I'm afraid you can't for the purposes you want.
If you want to do this to serve web pages, as far as I can tell, the browsers won't work with such MIME responses for rendering pages.
If you want an example of how this messages works, send yourself an email with an attachment and on your email client (not an webmail) go to the "View source" option on the email body.
You'll see your message, the attachment and possibly other parts on the same message using the MIME Multipart encoding.
OTOH, if you want it to send email, there are libraries, like PHPMailer, that will do all the encoding for you.
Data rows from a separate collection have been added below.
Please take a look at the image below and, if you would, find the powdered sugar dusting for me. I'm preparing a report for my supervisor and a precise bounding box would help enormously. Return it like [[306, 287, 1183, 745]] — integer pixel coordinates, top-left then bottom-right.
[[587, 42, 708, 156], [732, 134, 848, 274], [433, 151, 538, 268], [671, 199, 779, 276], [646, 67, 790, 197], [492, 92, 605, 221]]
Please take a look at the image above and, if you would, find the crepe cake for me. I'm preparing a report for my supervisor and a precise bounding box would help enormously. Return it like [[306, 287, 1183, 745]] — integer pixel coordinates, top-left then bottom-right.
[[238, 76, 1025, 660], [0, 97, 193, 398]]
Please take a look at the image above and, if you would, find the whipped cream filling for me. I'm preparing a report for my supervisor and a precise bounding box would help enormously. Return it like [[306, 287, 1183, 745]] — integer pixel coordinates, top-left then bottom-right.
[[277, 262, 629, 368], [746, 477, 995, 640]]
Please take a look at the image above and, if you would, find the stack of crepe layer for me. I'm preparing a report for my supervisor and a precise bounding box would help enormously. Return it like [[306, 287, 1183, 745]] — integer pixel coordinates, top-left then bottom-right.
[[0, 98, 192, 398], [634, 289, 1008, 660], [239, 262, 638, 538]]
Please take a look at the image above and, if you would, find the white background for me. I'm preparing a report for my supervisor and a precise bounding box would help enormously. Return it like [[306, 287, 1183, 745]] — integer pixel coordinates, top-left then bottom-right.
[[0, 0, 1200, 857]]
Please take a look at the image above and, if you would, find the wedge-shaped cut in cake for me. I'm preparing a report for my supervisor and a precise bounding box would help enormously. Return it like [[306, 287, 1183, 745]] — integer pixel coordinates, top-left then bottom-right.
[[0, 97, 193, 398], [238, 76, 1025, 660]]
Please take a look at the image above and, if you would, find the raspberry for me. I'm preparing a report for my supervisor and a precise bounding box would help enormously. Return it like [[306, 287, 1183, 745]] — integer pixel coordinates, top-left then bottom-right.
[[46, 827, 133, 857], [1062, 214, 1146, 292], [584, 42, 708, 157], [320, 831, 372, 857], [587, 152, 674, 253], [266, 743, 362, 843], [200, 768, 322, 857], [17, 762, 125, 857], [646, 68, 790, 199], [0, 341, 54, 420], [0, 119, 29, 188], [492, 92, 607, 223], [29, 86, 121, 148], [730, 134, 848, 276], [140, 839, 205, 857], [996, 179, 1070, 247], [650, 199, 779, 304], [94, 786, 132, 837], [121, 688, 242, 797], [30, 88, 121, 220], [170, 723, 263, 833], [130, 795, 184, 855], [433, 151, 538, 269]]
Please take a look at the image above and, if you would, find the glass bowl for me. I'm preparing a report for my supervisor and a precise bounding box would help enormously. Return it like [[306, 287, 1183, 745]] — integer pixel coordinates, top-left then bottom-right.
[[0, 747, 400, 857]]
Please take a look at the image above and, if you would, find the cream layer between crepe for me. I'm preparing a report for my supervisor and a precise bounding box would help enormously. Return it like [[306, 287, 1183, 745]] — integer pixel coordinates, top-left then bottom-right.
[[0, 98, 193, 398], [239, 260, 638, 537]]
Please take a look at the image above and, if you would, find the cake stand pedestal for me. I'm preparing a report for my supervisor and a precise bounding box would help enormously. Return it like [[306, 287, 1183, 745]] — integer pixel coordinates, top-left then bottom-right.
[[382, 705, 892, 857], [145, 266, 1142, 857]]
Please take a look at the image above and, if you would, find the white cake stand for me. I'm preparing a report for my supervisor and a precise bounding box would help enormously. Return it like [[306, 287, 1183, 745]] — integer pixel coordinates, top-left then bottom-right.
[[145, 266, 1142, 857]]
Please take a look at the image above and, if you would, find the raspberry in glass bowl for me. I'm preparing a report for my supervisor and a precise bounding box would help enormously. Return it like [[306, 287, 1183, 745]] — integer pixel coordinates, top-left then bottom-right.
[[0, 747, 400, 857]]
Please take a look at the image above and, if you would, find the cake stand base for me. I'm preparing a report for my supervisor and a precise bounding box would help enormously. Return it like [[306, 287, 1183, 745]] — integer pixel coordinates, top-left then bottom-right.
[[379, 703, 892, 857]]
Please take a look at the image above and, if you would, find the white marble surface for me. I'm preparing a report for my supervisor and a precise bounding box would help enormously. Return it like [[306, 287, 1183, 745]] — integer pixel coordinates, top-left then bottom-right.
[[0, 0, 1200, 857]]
If that's what you want, check this example at their website.
Edit:
You could use PHPMailer to build the message, then you just use the result, instead of actually sending the email.
Try something like this:
** This is untested code, just for a starting point **
<?php
require_once('../class.phpmailer.php');
$mail = new PHPMailer(true); // the true param means it will throw exceptions on errors, which we need to catch
try {
$mail->MsgHTML(file_get_contents('contents.html'));
$mail->AddAttachment('images/phpmailer.gif'); // attachment
$mail->AddAttachment('images/phpmailer_mini.gif'); // attachment
$mime_message = $mail->CreateBody();
echo $mime_message;
} catch (phpmailerException $e) {
echo $e->errorMessage(); //Pretty error messages from PHPMailer
} catch (Exception $e) {
echo $e->getMessage(); //Boring error messages from anything else!